As Agile practitioners, we emphasize collaboration, communication, and iteration. But feedback is the technique that allows us to practice effectively as a team. Why is feedback so important to the agile process?

Iteration, communication, and collaboration all depend on feedback.

Feedback is the common denominator of iteration, communication, and collaboration. Without sharing and receiving messages, we wouldn’t know what was good about our work and what could be improved. When teams lack good communication and collaboration, members begin to work in isolated silos. Siloed members don’t have any real understanding of what other team members need or don’t need from us. And of course, unless we want to iterate the same bugs and broken features over and over again…we need to examine the merits and flaws of our work! We can do so by participating in a thoughtful critique. A critique is a detailed, non-judgemental analysis of merits and faults. A good critique of work or work-in-progress allows us to meaningfully improve through iteration.

Feedback allows us to create a polished product that is useful to our end-users.

Feedback allows us to improve our work. As any good tester will tell you, we cannot know for sure that something will work until we try it. A failing test is a form of feedback, which tells us that something didn’t work the way that we thought it would. The most effective way to test is to do it immediately and throughout the entire software process. Test all the way from planning product features to gathering end-user input. Catching technical bugs or ideological fallacies as early as possible helps us to create polished products. In addition, highlighting ideas or techniques that work well can build confidence and help keep the entire team on the right track.

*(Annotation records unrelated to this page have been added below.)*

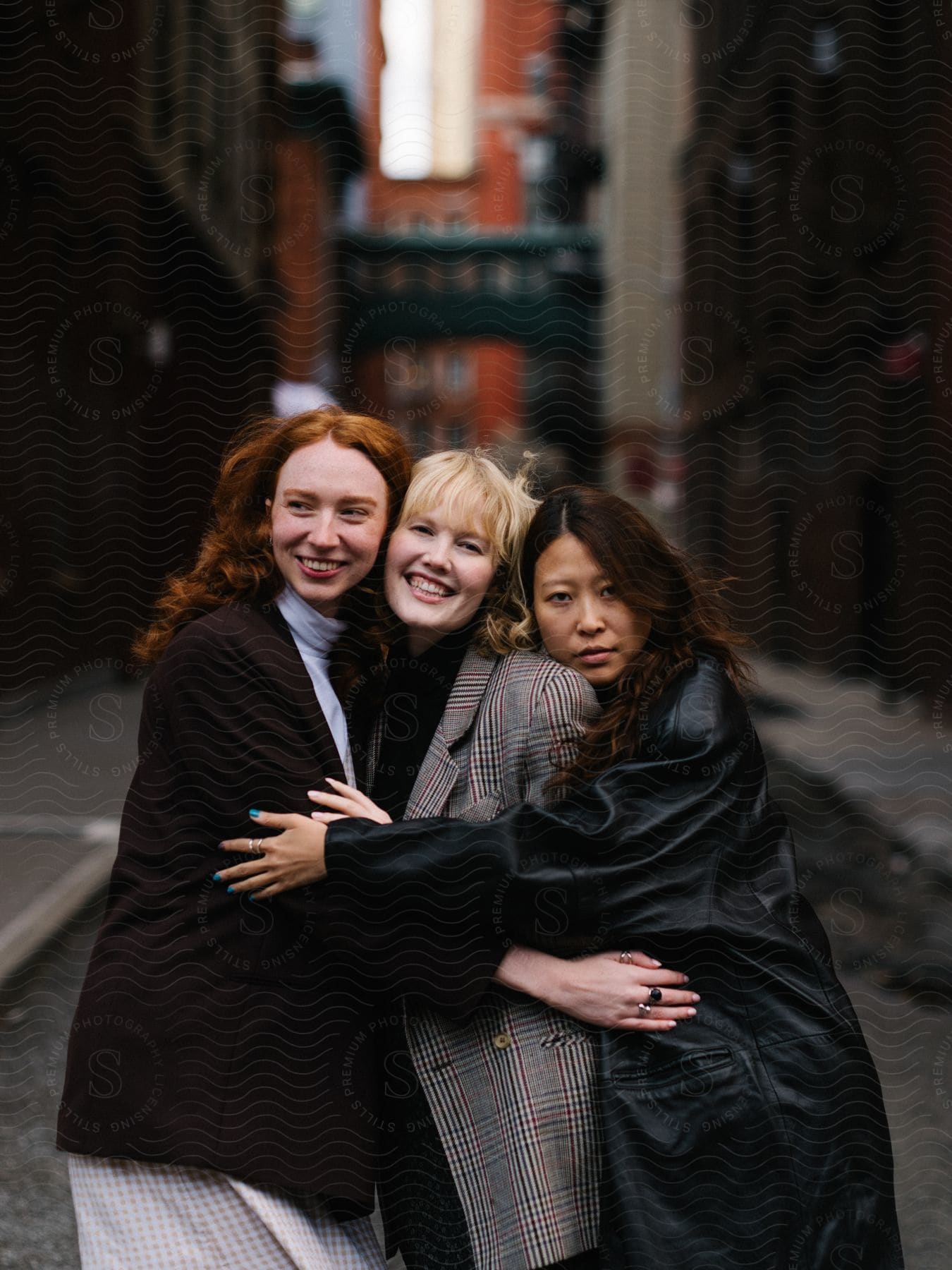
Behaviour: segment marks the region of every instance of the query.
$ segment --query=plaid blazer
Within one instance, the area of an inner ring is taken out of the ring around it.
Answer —
[[[585,679],[551,658],[471,649],[405,818],[484,822],[523,801],[551,806],[548,782],[597,714]],[[595,1247],[595,1046],[585,1029],[522,993],[490,988],[465,1024],[414,1008],[406,1043],[477,1270],[536,1270]]]

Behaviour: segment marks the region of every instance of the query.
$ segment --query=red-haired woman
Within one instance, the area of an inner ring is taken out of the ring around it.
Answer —
[[[60,1111],[84,1265],[383,1265],[372,1044],[344,1052],[367,1003],[321,897],[239,907],[212,871],[255,801],[350,772],[329,650],[366,624],[409,478],[377,419],[255,424],[140,643],[156,665]]]
[[[430,909],[434,926],[462,919],[476,897],[486,927],[536,949],[644,947],[689,973],[689,1025],[593,1034],[605,1270],[900,1270],[878,1078],[797,890],[717,588],[626,502],[581,488],[537,512],[523,583],[547,652],[604,707],[562,773],[569,801],[477,827],[335,823],[305,876],[326,876],[338,916],[350,912],[341,940],[358,921],[390,926],[407,960]],[[374,814],[357,794],[316,801]],[[570,1008],[551,959],[515,950],[501,974]],[[658,997],[645,992],[642,1015]],[[604,1022],[628,1015],[621,1002]],[[471,1025],[447,1024],[421,1077],[444,1148],[473,1171],[485,1157],[458,1090],[480,1045]],[[505,1044],[482,1060],[532,1055]],[[473,1262],[489,1270],[479,1224],[473,1213]]]

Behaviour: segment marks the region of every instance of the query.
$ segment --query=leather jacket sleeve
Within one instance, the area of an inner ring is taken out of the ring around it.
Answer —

Skillfully delivering group feedback increases team cohesion.

Participating in a thoughtful critique helps us grow in our roles as trusted advisors. Discussing flaws without letting the conversation turn personal treats them as opportunities for analysis and growth instead of stifling effort with fear. Highlighting things that went particularly well provides guidance for the entire group. Receiving this feedback (whether or not it was about our work!) provides psychological safety that our work will be recognized and that our voices will be heard. Separating work from ego in this way builds trust and focuses on continuous improvement without needlessly punishing misguided effort.

Feedback allows us to smoothly deliver that product to our end-users.

Just building the application isn’t enough – we have to be able to get it and its iterations out to our users! The focus of DevOps/DevSecOps is to smoothly facilitate that end to end delivery. Repeatable deployments and testing in production-like environments shifts delivery feedback left. If a deployment fails in a stage environment because of a missing parameter or because a database script didn’t run, we can address the issue without impacting our customers in production. Creating idempotent, scalable environments, writing configuration as code, and transitioning to Continuous Delivery (or even Continuous Deployment!), smooths our delivery process by using feedback and communication between development, testing, and operations.

Feedback doesn’t exist in a vacuum – in the long-term, it can create lasting change.

As alluded to in the last point, sharing feedback often affects more than just the participating parties. Conway’s law states “Organizations which design systems…are constrained to produce systems which are copies of the communication structures of these organizations”. In the short-term, constantly and effectively communicating feedback and using it to grow will positively affect your team’s performance. But in the long term, that communication structure can produce lasting change by bubbling out through the Product Owner or the Stakeholders. Feedback also has a funny way of hanging around in the back of peoples’ heads until it’s ready to manifest itself, at work or elsewhere in life. It feels great when someone comes back and says, “Hey, I thought about what you said, and I have a way to address it.”

Feedback is important to agile mindsets.

Giving and receiving feedback within a group context is an acquired skill. This skill is imperative to practice within high-performing agile teams. Of course, it is best to formalize the group feedback process and use it within a ceremony such as a Retrospective. That gives a platform for overarching feedback that can’t be addressed moment-to-moment. It also allows people to check their ego at the door and mentally adjust to the appropriate analytical headspace. If you think your team could improve its feedback process, bring it up at your next Retrospective!